The $1 billion USS Chafee, capable of firing Tomahawk cruise missiles, is in San Diego after sailing from Norfolk, Va., where it got a last-minute propeller-system fix.
Commissioned on Oct. 18 in Rhode Island, the Chafee is one of the Navy's most advanced and powerful ships, fast on the water and able to fight air, surface and subsurface battles simultaneously.
The 511-foot destroyer will join four others at Pearl Harbor: the Hopper, O'Kane, Paul Hamilton and Russell.
A sixth Arleigh Burke destroyer to be homeported at Pearl Harbor, the Chung-Hoon, is expected to be commissioned in Hawai'i next September.
Jim Tollefson, president of the Chamber of Commerce of Hawai'i, said the basing reinforces the Navy's role here. The Navy also is looking at moving an aircraft carrier strike group to Hawai'i.

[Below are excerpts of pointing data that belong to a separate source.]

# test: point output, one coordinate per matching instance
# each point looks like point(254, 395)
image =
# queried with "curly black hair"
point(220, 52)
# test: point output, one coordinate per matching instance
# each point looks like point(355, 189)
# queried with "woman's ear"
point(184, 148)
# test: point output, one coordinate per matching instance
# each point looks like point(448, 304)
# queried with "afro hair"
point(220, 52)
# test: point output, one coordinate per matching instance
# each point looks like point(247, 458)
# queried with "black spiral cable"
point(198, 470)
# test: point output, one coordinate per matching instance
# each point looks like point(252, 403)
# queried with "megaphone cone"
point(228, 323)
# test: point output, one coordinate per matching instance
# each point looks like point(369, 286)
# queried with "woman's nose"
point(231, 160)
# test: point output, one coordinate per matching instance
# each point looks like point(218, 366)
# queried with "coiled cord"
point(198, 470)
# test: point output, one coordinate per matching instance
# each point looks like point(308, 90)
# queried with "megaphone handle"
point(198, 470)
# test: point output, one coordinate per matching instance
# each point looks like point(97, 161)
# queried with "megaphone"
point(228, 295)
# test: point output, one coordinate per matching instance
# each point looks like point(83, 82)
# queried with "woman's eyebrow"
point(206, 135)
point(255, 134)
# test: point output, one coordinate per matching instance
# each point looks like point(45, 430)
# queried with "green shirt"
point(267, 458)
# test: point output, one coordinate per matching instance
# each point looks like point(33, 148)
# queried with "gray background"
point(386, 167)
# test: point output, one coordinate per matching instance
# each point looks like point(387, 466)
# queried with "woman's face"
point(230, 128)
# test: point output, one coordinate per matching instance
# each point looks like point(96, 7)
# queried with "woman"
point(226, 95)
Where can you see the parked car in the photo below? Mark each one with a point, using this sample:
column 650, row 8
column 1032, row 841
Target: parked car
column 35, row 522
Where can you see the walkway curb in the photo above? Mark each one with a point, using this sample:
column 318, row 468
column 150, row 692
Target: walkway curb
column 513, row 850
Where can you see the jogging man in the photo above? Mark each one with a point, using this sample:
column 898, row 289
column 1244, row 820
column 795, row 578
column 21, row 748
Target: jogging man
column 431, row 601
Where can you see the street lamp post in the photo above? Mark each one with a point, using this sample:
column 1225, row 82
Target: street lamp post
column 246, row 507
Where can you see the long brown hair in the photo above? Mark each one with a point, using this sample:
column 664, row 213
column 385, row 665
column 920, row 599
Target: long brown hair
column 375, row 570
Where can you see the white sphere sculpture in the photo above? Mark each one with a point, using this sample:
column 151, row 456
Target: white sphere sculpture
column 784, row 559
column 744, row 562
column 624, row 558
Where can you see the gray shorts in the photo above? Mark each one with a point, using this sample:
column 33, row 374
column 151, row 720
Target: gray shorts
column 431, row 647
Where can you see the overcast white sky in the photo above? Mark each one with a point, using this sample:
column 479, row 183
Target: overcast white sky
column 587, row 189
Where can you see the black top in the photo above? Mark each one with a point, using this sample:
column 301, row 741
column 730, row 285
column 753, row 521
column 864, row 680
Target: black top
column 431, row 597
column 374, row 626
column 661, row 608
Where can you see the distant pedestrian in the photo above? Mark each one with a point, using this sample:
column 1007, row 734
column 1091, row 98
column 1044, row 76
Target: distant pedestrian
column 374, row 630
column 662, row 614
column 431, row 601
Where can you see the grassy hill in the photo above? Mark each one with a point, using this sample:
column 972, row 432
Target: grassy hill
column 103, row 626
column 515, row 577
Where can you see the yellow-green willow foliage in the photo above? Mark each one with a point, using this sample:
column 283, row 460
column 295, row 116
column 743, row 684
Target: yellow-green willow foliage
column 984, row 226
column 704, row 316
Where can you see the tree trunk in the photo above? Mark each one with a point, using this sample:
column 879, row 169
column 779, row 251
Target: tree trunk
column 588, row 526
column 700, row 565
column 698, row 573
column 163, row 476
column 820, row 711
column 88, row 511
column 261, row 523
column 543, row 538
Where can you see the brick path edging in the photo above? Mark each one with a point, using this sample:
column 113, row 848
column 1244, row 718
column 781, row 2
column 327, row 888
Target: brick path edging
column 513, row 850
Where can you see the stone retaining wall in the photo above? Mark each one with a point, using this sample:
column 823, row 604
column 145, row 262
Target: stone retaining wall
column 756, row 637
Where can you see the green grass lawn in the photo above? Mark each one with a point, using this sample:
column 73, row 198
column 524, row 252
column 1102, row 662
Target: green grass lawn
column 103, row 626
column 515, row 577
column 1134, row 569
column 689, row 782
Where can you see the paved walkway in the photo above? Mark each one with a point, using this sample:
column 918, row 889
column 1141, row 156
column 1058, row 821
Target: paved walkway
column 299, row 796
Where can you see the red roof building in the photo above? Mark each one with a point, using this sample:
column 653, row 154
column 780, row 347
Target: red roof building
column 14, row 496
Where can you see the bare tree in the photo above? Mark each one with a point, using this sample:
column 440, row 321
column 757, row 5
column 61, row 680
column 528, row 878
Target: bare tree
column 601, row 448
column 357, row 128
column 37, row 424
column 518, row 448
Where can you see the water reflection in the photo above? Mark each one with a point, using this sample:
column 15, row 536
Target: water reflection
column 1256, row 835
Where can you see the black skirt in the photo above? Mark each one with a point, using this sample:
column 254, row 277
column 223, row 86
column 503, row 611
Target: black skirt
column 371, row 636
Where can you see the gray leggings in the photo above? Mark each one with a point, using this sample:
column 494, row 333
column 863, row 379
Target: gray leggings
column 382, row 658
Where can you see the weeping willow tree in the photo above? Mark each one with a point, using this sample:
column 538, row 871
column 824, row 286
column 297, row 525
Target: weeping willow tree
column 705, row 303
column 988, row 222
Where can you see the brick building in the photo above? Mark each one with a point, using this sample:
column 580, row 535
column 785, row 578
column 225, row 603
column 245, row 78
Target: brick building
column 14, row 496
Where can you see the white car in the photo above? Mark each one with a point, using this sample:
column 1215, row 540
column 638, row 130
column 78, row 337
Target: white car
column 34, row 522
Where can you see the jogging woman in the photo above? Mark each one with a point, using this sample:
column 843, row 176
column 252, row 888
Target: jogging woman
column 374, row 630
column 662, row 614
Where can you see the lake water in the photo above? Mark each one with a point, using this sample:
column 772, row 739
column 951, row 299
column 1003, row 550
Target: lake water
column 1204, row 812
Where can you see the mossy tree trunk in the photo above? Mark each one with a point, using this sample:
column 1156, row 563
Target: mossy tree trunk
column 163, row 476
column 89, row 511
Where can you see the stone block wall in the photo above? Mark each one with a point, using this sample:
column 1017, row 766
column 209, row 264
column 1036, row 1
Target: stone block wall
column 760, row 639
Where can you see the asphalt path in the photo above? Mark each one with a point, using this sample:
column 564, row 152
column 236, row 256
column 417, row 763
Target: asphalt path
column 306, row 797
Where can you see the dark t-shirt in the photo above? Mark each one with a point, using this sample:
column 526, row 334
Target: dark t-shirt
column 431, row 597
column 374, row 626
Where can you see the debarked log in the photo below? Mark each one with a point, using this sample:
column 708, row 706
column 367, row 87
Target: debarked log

"We're very important as a forward base of operations in the Pacific," Tollefson said. "And even more importantly, (the destroyer basing) is a way of maintaining peace and stability in the region by being a deterrent against aggression."
The ship was named after the late John Chafee of Rhode Island, who was a U.S. senator, Navy secretary, Rhode Island governor and Marine.
Gunners Mate 1st Class Scott Minary, 31, a Chafee crew member, has been in Hawai'i since September helping ship families as they arrive and taking care of other logistics.
Minary said the Chafee is the second destroyer he has served on at commissioning. The first was the USS Laboon.
"In the seven years since I did that, the technology has advanced in leaps and bounds," Minary said. "It's almost a completely different ship from then to now."
Among the changes: the addition of a hangar large enough to accommodate two helicopters. The first 28 Arleigh Burke destroyers had a helicopter deck but no embarked helicopters, the Navy said.
The Honolulu Council of the Navy League is organizing a reception Dec. 19 that will include canoes, a conch blower and hula dancers on the pier.
The O'Kane, commissioned in 1999, was the newest of approximately 12 surface ships based at Pearl Harbor, a number down from 21 ships in 1988, but representative of the overall reduction from President Reagan's "600-ship Navy" to about half that number in the fleet today.
The second new destroyer, the Chung-Hoon, is named after Rear Adm. Gordon Paiea Chung-Hoon, who was born in Honolulu in 1910 and died in 1979.
Chung-Hoon received the Navy Cross and Silver Star for his leadership and courage following a kamikaze attack on his ship, the USS Sigsbee, in 1945. Twenty-three crew members died in the World War II attack.